The last of them were gone now and she was all juiced out, physically and mentally. What she wanted was a hot bath and about ten hours’ sleep. But not here, not tonight. Broken laths and plaster all over the dining room, some of that white dust still in the air. Flashes of the rage and terror she’d felt up there in the dark attic giving her the jimjams. A too-quiet stillness that had already begun to press down on her like a heavy weight.

She got her coat and car keys and beat it out of there.

Could’ve gone to Bill and Kerry’s, Vonda and Ben’s, some of her other friends, but then she’d’ve been stuck with another round of Q amp; A and she wasn’t up to that. When in doubt, pick on your nearest relative, even if it’s one you’ve had a prickly relationship with all your life. So that was where she went, to sister Claudia on Telegraph Hill-Tel Hi, the residents were calling it now, stupid name.
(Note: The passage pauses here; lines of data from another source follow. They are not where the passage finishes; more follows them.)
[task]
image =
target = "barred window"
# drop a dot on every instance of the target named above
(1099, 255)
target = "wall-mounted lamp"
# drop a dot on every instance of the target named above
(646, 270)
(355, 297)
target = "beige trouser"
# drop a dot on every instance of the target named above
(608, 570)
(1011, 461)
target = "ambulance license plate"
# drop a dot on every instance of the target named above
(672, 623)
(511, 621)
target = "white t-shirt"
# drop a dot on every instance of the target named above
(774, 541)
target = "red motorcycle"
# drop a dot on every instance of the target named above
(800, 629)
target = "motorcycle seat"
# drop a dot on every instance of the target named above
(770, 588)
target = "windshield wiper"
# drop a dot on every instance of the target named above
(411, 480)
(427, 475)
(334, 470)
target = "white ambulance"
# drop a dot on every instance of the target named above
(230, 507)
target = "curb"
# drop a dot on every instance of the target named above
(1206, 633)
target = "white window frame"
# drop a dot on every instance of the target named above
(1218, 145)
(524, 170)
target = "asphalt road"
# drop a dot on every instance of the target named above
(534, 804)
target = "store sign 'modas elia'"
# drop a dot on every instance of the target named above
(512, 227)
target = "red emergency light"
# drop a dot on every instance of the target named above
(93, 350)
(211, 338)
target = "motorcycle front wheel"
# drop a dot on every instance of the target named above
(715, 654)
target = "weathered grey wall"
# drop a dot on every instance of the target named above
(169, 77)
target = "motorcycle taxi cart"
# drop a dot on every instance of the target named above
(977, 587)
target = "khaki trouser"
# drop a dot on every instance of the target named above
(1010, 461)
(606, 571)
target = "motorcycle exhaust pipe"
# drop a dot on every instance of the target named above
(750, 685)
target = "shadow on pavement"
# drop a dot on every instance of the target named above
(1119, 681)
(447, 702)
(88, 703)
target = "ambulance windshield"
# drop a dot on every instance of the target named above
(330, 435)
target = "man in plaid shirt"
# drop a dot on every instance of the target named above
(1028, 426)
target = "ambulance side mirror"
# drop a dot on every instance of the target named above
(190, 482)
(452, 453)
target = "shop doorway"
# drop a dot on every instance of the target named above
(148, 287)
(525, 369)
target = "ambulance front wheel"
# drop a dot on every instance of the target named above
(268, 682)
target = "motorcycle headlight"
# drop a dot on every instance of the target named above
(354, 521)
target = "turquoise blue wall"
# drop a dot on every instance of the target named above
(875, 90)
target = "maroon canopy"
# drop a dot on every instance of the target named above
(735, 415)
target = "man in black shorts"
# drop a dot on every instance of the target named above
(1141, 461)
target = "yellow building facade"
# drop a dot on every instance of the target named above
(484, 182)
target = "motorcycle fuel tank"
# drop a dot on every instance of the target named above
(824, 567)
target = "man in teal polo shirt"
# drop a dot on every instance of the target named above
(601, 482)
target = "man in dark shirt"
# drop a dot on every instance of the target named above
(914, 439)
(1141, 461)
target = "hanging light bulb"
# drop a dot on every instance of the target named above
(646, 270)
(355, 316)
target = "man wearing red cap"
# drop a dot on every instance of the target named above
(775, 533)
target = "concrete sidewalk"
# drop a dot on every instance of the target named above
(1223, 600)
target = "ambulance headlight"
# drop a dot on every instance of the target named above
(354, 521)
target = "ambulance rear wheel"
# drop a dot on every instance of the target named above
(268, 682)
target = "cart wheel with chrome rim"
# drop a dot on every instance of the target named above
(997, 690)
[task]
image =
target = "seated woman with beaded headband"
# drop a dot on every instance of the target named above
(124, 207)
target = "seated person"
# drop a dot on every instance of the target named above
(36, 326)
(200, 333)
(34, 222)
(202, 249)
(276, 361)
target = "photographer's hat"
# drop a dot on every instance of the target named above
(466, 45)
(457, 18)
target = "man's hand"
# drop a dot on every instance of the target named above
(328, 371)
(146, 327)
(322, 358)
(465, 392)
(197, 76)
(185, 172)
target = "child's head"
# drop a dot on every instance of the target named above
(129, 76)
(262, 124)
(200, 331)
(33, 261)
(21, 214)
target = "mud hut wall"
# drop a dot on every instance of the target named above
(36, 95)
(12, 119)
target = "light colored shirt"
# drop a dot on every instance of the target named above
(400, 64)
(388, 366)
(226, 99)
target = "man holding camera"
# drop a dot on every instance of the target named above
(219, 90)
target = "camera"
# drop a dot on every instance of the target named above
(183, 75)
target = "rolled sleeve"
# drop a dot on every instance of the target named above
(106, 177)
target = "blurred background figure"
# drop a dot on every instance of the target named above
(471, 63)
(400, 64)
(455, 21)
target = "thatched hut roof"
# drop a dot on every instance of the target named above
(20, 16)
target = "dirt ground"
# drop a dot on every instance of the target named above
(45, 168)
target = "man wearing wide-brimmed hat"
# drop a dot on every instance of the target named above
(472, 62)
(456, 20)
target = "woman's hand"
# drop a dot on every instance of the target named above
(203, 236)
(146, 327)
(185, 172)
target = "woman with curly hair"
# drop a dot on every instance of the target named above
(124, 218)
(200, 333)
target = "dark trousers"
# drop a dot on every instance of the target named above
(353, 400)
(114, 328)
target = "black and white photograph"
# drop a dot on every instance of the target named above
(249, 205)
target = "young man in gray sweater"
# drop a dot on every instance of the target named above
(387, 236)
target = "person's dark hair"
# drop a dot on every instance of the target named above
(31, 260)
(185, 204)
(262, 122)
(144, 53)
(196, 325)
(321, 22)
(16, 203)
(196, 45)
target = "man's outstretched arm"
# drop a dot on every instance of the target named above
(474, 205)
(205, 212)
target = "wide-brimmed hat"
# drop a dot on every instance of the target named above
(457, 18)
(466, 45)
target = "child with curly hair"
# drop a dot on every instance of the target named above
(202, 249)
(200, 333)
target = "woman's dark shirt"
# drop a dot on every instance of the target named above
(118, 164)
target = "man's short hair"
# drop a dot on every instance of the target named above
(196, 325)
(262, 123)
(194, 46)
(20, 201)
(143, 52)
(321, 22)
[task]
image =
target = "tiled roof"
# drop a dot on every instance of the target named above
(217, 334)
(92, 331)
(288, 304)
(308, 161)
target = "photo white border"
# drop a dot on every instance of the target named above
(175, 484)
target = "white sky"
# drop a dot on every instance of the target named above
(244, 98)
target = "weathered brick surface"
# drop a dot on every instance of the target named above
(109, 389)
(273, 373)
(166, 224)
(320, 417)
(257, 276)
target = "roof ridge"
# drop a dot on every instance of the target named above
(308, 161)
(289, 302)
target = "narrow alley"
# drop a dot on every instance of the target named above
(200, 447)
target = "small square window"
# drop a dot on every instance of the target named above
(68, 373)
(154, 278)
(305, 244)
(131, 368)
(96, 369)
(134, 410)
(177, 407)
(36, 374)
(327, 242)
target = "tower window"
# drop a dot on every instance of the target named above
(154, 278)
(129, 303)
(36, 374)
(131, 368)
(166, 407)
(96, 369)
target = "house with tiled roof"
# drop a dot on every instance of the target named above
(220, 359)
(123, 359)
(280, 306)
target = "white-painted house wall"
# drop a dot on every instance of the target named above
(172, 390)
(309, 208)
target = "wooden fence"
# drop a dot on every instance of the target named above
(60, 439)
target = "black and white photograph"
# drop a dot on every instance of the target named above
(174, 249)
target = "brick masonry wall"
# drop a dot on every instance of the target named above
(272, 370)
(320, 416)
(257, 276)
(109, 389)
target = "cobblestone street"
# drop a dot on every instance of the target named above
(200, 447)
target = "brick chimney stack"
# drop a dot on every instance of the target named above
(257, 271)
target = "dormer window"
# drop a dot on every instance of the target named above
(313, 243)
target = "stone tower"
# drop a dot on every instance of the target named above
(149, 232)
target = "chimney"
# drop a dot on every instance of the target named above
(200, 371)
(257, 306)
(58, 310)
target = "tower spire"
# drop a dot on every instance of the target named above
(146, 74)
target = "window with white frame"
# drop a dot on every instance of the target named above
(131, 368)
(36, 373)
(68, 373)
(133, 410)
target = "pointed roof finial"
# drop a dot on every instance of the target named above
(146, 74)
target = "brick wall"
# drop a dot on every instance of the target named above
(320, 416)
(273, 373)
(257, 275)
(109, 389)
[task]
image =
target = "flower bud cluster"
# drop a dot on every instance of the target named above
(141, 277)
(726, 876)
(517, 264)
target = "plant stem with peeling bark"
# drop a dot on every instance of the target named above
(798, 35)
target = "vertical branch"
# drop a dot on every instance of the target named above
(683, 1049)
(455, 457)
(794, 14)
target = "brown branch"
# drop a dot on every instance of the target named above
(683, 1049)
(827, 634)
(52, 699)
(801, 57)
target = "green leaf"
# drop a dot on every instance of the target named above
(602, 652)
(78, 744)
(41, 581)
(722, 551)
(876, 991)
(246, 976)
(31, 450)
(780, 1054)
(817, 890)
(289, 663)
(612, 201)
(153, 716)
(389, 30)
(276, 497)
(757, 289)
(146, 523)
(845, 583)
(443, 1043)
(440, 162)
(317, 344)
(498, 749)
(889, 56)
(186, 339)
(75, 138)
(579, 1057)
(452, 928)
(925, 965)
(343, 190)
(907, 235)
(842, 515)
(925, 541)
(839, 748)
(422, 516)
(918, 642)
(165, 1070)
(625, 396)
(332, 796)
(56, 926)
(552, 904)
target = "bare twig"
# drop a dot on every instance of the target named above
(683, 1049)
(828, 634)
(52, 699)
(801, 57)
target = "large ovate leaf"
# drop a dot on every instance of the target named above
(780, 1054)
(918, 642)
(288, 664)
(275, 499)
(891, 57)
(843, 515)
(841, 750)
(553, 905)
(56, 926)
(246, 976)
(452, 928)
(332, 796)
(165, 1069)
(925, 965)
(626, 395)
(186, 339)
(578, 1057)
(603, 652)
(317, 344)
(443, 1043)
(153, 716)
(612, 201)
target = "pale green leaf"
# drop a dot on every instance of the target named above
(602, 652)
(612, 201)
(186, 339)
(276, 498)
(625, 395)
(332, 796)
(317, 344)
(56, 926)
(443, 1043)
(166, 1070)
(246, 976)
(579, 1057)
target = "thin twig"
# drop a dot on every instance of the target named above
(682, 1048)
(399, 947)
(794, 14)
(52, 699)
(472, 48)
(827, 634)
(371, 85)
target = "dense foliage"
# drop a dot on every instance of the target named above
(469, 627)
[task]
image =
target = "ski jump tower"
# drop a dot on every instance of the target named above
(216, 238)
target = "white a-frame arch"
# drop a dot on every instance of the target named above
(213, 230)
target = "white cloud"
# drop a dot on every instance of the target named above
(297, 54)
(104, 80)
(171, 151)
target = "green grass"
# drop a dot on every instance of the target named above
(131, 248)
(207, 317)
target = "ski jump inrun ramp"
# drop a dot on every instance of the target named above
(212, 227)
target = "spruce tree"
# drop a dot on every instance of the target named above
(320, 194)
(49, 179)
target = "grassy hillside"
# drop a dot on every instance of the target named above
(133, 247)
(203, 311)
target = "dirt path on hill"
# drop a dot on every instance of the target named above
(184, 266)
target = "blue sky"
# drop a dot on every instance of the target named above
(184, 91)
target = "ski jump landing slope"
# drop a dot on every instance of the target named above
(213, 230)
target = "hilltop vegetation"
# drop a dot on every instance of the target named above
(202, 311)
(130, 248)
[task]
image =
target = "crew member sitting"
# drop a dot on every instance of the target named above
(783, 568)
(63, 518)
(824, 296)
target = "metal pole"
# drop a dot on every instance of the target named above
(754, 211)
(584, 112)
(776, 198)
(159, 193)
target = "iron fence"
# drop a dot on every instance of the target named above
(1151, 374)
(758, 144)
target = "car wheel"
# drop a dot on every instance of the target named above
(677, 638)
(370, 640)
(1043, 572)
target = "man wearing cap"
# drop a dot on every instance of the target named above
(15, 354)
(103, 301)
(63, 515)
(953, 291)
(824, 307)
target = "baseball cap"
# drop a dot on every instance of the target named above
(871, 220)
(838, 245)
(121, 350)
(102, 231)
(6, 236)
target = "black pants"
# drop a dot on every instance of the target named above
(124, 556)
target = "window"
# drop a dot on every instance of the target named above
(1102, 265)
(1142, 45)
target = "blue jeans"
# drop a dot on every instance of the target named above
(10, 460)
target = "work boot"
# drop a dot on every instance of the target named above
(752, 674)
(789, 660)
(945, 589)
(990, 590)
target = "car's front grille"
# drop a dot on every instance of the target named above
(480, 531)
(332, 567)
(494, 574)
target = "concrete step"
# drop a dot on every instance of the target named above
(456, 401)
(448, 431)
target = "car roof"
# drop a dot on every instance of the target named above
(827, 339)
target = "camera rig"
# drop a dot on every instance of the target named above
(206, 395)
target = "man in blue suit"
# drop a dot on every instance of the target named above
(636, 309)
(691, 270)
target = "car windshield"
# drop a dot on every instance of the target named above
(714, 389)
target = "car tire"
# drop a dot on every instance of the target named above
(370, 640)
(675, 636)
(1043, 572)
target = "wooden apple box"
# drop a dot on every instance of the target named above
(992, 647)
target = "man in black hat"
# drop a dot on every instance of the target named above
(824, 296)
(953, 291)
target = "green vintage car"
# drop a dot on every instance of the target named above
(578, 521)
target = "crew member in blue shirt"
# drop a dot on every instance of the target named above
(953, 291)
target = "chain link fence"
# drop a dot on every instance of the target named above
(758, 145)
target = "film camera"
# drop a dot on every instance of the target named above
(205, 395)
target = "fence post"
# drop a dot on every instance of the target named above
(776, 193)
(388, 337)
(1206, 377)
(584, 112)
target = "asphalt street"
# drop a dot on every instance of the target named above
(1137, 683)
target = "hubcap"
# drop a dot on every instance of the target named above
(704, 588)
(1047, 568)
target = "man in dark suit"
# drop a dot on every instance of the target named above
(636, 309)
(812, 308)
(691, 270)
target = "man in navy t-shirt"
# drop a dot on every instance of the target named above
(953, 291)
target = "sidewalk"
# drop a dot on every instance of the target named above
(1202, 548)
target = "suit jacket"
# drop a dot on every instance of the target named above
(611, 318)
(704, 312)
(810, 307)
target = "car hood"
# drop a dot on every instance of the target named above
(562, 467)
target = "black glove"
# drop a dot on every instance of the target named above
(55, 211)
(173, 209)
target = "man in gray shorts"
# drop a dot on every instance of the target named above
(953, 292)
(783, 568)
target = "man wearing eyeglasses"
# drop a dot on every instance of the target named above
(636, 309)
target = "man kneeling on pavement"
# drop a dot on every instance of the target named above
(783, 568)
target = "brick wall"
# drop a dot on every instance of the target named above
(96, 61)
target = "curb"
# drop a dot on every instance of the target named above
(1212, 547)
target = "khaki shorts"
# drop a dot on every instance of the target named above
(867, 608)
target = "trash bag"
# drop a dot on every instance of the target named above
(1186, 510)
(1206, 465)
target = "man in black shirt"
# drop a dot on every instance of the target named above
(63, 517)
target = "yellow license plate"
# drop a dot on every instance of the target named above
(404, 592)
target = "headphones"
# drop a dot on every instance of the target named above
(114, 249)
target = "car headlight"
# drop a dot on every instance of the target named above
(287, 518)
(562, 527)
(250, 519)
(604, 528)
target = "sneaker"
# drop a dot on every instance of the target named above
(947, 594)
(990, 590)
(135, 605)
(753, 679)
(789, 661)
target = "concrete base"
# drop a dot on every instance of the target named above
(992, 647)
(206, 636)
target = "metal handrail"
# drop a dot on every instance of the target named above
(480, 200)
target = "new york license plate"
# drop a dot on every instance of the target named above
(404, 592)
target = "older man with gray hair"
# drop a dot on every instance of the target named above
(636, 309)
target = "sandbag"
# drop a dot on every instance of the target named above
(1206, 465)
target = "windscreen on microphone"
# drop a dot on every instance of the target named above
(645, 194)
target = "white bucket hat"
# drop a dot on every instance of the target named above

Claudia was in bed when Tamara got there-alone, fortunately. Her Oreo boyfriend, another lawyer like her, had his own crib; he’d been trying to get her to move in with him, but she kept saying no, she didn’t want to give up her independence. Why anyone would want to live with Claudia was beyond Tamara. Girl was a born-again vegan, wouldn’t eat anything that wasn’t grown organically and scrubbed in purified water, had about as much sense of humor as a duck, refused to own a TV set, and spent her spare time reading obscure law precedents.

She’d also inherited Pop’s sigh when dealing with her “difficult” little sister. She let loose three or four of them when Tamara told her she needed a place to crash for the night, she’d explain why in the morning. But Claudia didn’t argue or lecture, as she might’ve done some other time. Didn’t call her Tammie, either, a name she hated as much as Pop’s Sweetness and wouldn’t’ve put up with tonight. Claudia could be a pain in the ass sometimes, but she was a rock when it came to family unity. She cared in her own tight-assed way. Vice versa, though Tamara didn’t go around admitting it.

The guest room had a private bath. She soaked in a hot tub for half an hour, then swallowed three Tylenol and crawled between cool sheets. Was sure she’d be able to sleep right away, but it didn’t happen. Still too wired. Thoughts and emotions and flash images kept tumbling around inside her head.

So it was over, finished. The Delmans were going down-payback complete, and a good deed done besides, even if Judge Mantle and Doctor Easy didn’t agree. Revenge is sweet, right?

Then how come she felt low again? How come the taste was more bitter than sweet?

Somebody’d said that it was like eating a skimpy meal: you wanted it bad and it went down pretty easy when you got it, but it didn’t fill you up; it didn’t satisfy you for long. Yeah. Could be.

Could also be emotional wipeout. You couldn’t go through what she’d gone through tonight without a bad reaction. Happened that way twice before, hadn’t it? The Christmas hostage thing in the old agency offices and the kidnapping nightmare in the East Bay. The high might come back again tomorrow and last for a while. And every time she looked back on this week in her life she’d smile, feel satisfied and vindicated.

Maybe.

And maybe the high wouldn’t come again; maybe she’d be looking back and wondering if she hadn’t been six kinds of fool, and a lucky fool at that, to let herself get caught up in a personal vendetta that’d almost cost her her life.

She knew what Claudia would say when she found out, the same thing she’d said any number of times before. “When are you going to grow up, Tamara? When are you going to get wise to yourself?” She’d scoffed at that before because she’d always thought she had grown up, was wise to herself. Wrong?

No.

Yes.

Anyhow, she’d learned some things, some hard lessons. About men and relationships, about professional ethics and self-protection, about herself. One thing for sure: she wouldn’t make the same mistakes twice.